Bellies En-Route also has a strong community base with our minimizing food waste policy. Every day around the world, supermarkets, hotels and restaurants throw away so much food and we were determined not to contribute to the damage. We found a simple solution, inspired by something we’ve always done ourselves.
We redistribute leftovers. People get to contribute to the community
Any clean leftovers we have on a food tour, we collect and redistribute to those in need. In doing so we create a meal that as many people as possible can share. Our guests love this aspect of Bellies En-Route: they get to contribute to the community with an experience that is truly memorable.
Of course, giving visitors a true flavour of Egyptian food is key to what we do. It’s so much fun for people to familiarize themselves with the rich tastes and textures of the local cuisine. Egypt’s history is very diverse. As food tends to travel with people, what we eat is equally varied, drawing on influences from Europe to India and the Middle East.
Cairo’s cuisine has influences from Europe, India and the Middle East
People are always surprised to discover that pasta, for example, is a huge part of Egyptian cuisine. In the olden days, the Egyptian royal family would either send their chefs to train in Italy or hire European chefs. As a result, the tradition filtered through.
Pasta, in fact, forms part of koshari, Egypt’s national dish – and is a must-try when you’re in Cairo. It’s a hearty vegan dish mixing brown lentils, macaroni, fried onions, tomato sauce and garlic vinegar. It sounds like a weird concoction but it’s delicious.
In Egypt, koshari is something that unites us: it’s filling, cheap and enjoyed by locals from all walks of life. You can find a million koshari places in any neighborhood of the city – and they’re usually open 24/7.

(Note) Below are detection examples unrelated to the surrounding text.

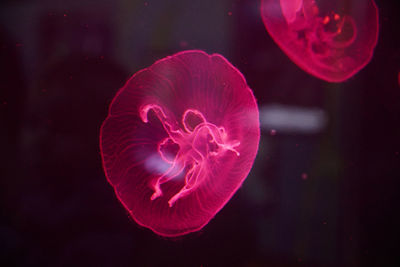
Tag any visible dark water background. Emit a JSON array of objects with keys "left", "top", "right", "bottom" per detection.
[{"left": 0, "top": 0, "right": 400, "bottom": 266}]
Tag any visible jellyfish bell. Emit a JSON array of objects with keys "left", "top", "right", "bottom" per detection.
[
  {"left": 100, "top": 50, "right": 260, "bottom": 236},
  {"left": 261, "top": 0, "right": 379, "bottom": 82}
]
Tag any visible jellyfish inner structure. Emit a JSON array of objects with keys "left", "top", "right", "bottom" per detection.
[{"left": 140, "top": 104, "right": 240, "bottom": 207}]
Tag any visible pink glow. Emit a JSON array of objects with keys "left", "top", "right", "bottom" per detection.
[
  {"left": 100, "top": 50, "right": 260, "bottom": 236},
  {"left": 261, "top": 0, "right": 379, "bottom": 82}
]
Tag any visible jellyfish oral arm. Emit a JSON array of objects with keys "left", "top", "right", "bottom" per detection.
[{"left": 139, "top": 104, "right": 240, "bottom": 207}]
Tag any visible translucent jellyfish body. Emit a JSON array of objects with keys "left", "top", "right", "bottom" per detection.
[
  {"left": 261, "top": 0, "right": 379, "bottom": 82},
  {"left": 100, "top": 50, "right": 260, "bottom": 236}
]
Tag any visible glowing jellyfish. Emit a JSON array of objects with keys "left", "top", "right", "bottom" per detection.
[
  {"left": 100, "top": 51, "right": 260, "bottom": 236},
  {"left": 261, "top": 0, "right": 378, "bottom": 82}
]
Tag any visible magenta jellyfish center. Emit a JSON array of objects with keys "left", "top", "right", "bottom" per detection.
[
  {"left": 140, "top": 104, "right": 240, "bottom": 207},
  {"left": 280, "top": 0, "right": 356, "bottom": 60}
]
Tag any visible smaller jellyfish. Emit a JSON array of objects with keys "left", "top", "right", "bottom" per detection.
[
  {"left": 261, "top": 0, "right": 379, "bottom": 82},
  {"left": 100, "top": 50, "right": 260, "bottom": 237}
]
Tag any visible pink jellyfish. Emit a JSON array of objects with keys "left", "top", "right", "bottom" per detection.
[
  {"left": 100, "top": 50, "right": 260, "bottom": 237},
  {"left": 261, "top": 0, "right": 379, "bottom": 82}
]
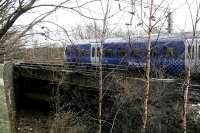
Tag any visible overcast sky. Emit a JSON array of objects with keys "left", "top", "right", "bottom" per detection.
[{"left": 16, "top": 0, "right": 200, "bottom": 45}]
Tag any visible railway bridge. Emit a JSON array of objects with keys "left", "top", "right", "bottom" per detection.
[{"left": 4, "top": 63, "right": 200, "bottom": 132}]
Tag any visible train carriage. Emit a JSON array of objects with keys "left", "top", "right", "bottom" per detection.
[{"left": 64, "top": 37, "right": 200, "bottom": 75}]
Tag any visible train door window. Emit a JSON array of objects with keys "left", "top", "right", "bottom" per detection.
[
  {"left": 97, "top": 47, "right": 100, "bottom": 57},
  {"left": 199, "top": 45, "right": 200, "bottom": 60},
  {"left": 92, "top": 47, "right": 95, "bottom": 57},
  {"left": 79, "top": 48, "right": 87, "bottom": 56},
  {"left": 152, "top": 48, "right": 158, "bottom": 60},
  {"left": 65, "top": 48, "right": 69, "bottom": 55},
  {"left": 117, "top": 48, "right": 126, "bottom": 57},
  {"left": 188, "top": 45, "right": 194, "bottom": 59},
  {"left": 163, "top": 47, "right": 178, "bottom": 59},
  {"left": 104, "top": 48, "right": 113, "bottom": 57},
  {"left": 131, "top": 48, "right": 141, "bottom": 59}
]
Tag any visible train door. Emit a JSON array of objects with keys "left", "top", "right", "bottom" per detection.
[
  {"left": 90, "top": 42, "right": 100, "bottom": 65},
  {"left": 185, "top": 39, "right": 197, "bottom": 73},
  {"left": 197, "top": 39, "right": 200, "bottom": 73}
]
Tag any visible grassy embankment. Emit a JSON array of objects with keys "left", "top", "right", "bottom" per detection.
[{"left": 0, "top": 64, "right": 9, "bottom": 133}]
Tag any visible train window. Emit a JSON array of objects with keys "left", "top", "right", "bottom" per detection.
[
  {"left": 131, "top": 48, "right": 141, "bottom": 58},
  {"left": 117, "top": 48, "right": 126, "bottom": 57},
  {"left": 79, "top": 49, "right": 88, "bottom": 56},
  {"left": 199, "top": 45, "right": 200, "bottom": 60},
  {"left": 97, "top": 47, "right": 100, "bottom": 57},
  {"left": 103, "top": 48, "right": 113, "bottom": 57},
  {"left": 188, "top": 45, "right": 194, "bottom": 59},
  {"left": 65, "top": 48, "right": 69, "bottom": 55},
  {"left": 92, "top": 47, "right": 95, "bottom": 57},
  {"left": 152, "top": 48, "right": 158, "bottom": 60},
  {"left": 163, "top": 47, "right": 178, "bottom": 59}
]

On our tours, you might try Egyptian beef sausages or moreish falafels
On our food tours, you might also try Egyptian beef sausages, typically fried with green peppers, chillies and onions. They are seasoned and slightly spicy, often served with Egyptian fino bread (soft white rolls). Egyptian falafel is another moreish snack, made with fava beans and fresh herbs rather than chickpeas, for a super-fluffy texture.
On the dessert front, we have kunafa, a popular sweet layered with mixed nuts or a custard-like cream filling, and the much-loved basbousa which is a semolina flour cake soaked in sweet corn syrup. There’s also feteer, an ancient Egyptian layered pastry that tastes like a buttery croissant, served with honey molasses or powdered sugar, and sobia, a refreshing milk-based coconut and vanilla drink.
As guides, we see our role as cultural conduits
Cairo is also home to a huge juice bar culture. Elsewhere, juicing has taken off as a health trend but here it’s always been a rite of passage. From mango to tamarind, we have so much fresh produce to draw from.
As guides, we really work to make people feel as welcome as possible on our food tours. We treat our guests as friends. We see our role as cultural conduits, showing guests our favourite parts of the city they wouldn’t necessarily find. By sharing stories, we hope to prevent certain recipes or narratives from dying out as our country evolves.
We want Bellies En-Route to give an unfiltered view of Egypt
We also personalize our tours to give hidden insights into Egyptian life. People might ask about our tattoos, for example, or why it is that we don’t wear headscarves. It’s about showing a side to our culture that informs others and challenges widespread beliefs.
Above all, we want Bellies En-Route to give an unfiltered view of Egypt. Cairo is a difficult city to navigate in some ways. But that is also what gives it a unique character. It’s our city, we love it, and we’re delighted to share its highlights.